Vasco de la Zarza (died 1524) was a Spanish Renaissance sculptor. He flourished between 1499 and 1524, and worked mainly for the Cathedral of Avila and convents of the same city, but also performed works in Ampudia, Cuéllar, Olmedo and Toledo.

==Early career==
Vasco de la Zarza may have been born in Toledo, although others have considered him of Portuguese origin. He is first mentioned in 1499, when he was charged with the size of the tabernacle altar of the Ávila Cathedral, which he completed in 1508. His work shows influences of Domenico Fancelli. He is believed to have taken a trip to Italy in his youth, which would have enabled contact with Italian Renaissance art, which is seen as an influence in his style.

==Works==
His most important work is the tomb with Alonso Fernandez de Madrigal (1518) made of alabaster. Alonso de Madrigal, a leading humanist, is represented in the act of writing on a lectern. At the base of the sculpture are represented virtues and over, on a large circular relief, the Adoration of the Magi. Above, on the frieze shows the cavalcade of the Magi and, topping the composition, the Nativity. In the four side panels, framed by richly ornate and simple cover, the four evangelists in the act of writing, there are over roundels with representations of saints and, above them, several scenes from the life of Christ. His latest work documented in Ávila in 1522, is the tabernacle of the main altar, carved in alabaster, with scenes of the Passion. He also attributed the tomb of Hernán Núñez de Arnalte, treasurer of the Catholic Monarchs, Santo Tomas de Avila and many other works in Ávila and other nearby locations.
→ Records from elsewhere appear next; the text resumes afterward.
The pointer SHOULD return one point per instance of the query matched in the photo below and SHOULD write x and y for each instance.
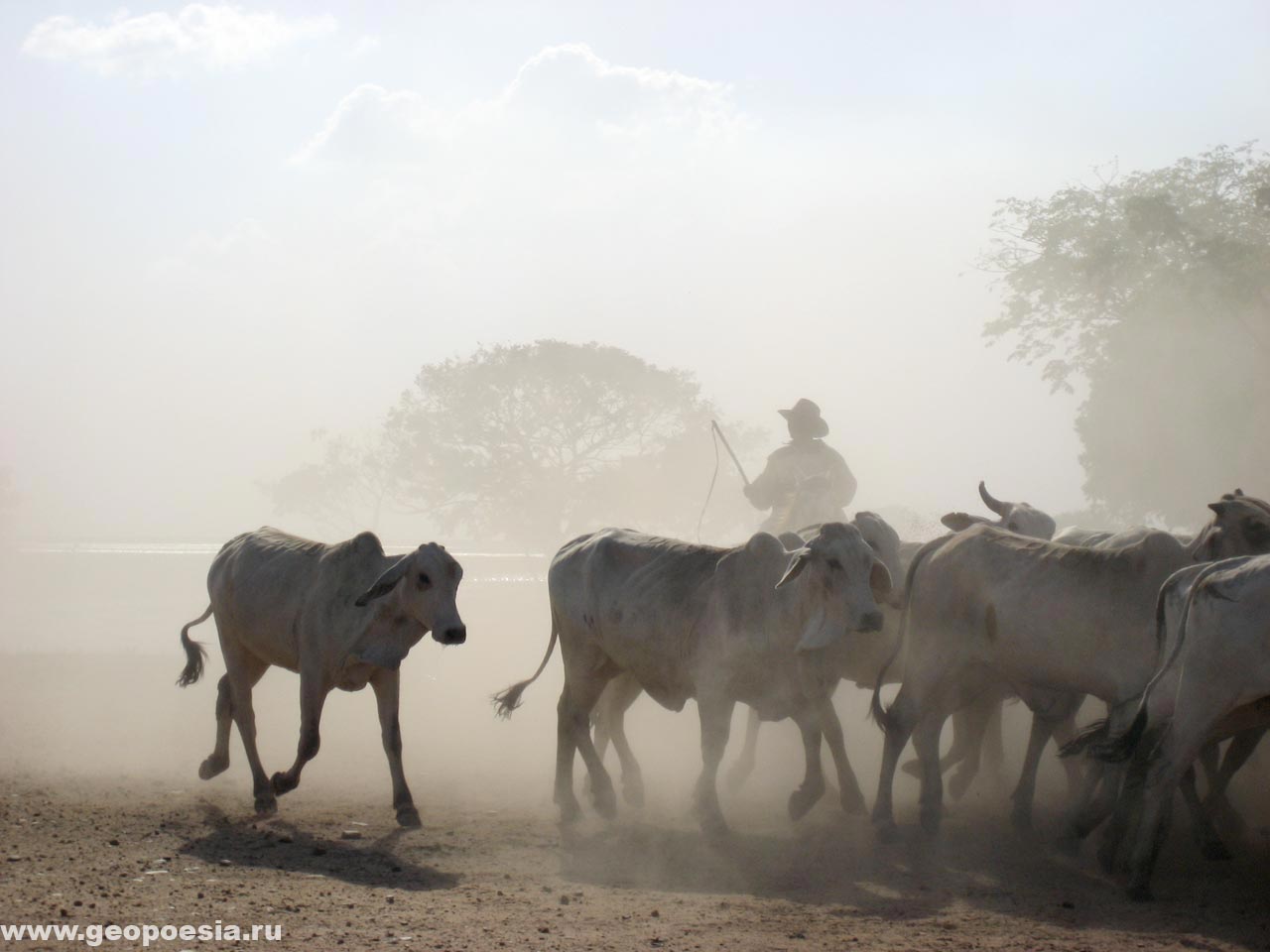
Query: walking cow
(343, 616)
(717, 625)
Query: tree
(1155, 290)
(532, 443)
(527, 445)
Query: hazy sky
(226, 226)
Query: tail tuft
(509, 698)
(878, 714)
(194, 653)
(1116, 751)
(1080, 743)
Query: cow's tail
(509, 698)
(1119, 748)
(880, 715)
(194, 652)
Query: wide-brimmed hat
(806, 416)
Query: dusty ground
(476, 879)
(102, 815)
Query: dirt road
(334, 871)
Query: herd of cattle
(1173, 634)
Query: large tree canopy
(1155, 289)
(529, 444)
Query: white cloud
(212, 37)
(375, 122)
(566, 89)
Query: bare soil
(91, 851)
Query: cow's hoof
(1215, 851)
(959, 783)
(633, 791)
(1107, 852)
(714, 826)
(737, 774)
(1021, 821)
(212, 767)
(1069, 846)
(931, 821)
(571, 810)
(802, 800)
(1139, 892)
(266, 805)
(604, 802)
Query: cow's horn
(385, 583)
(991, 502)
(798, 562)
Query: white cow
(1213, 683)
(717, 625)
(343, 616)
(1051, 621)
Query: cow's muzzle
(453, 635)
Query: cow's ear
(879, 580)
(1257, 534)
(384, 584)
(798, 562)
(959, 522)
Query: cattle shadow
(282, 846)
(976, 866)
(821, 864)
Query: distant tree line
(1153, 290)
(526, 445)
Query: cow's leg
(969, 735)
(848, 787)
(240, 666)
(926, 742)
(218, 761)
(615, 702)
(584, 682)
(969, 731)
(313, 696)
(1170, 760)
(567, 747)
(1100, 788)
(388, 693)
(1215, 802)
(993, 746)
(715, 715)
(1206, 838)
(1065, 731)
(897, 726)
(1049, 714)
(813, 779)
(739, 772)
(1025, 792)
In the province of Segovia he completed tombs for Beltrán de la Cueva, 1st Duke of Alburquerque, his three wives and his brother, in the church of the monastery of San Francisco de Cuéllar. In the Toledo Cathedral in 1515 he carved the tombs of Alonso Carrillo de Albornoz and Inigo Lopez Carrillo de Mendoza, in the chapel of San Ildefonso. In the province of Valladolid with Alonso Berruguete he conducted in 1523 the altarpiece of the chapel of the monastery at Olmedo, Valladolid.

The tomb of Gutierre de la Cueva, currently located in the Hispanic Society of America museum, is attributed to Vasco de la Zarza, although the authorship is currently unknown.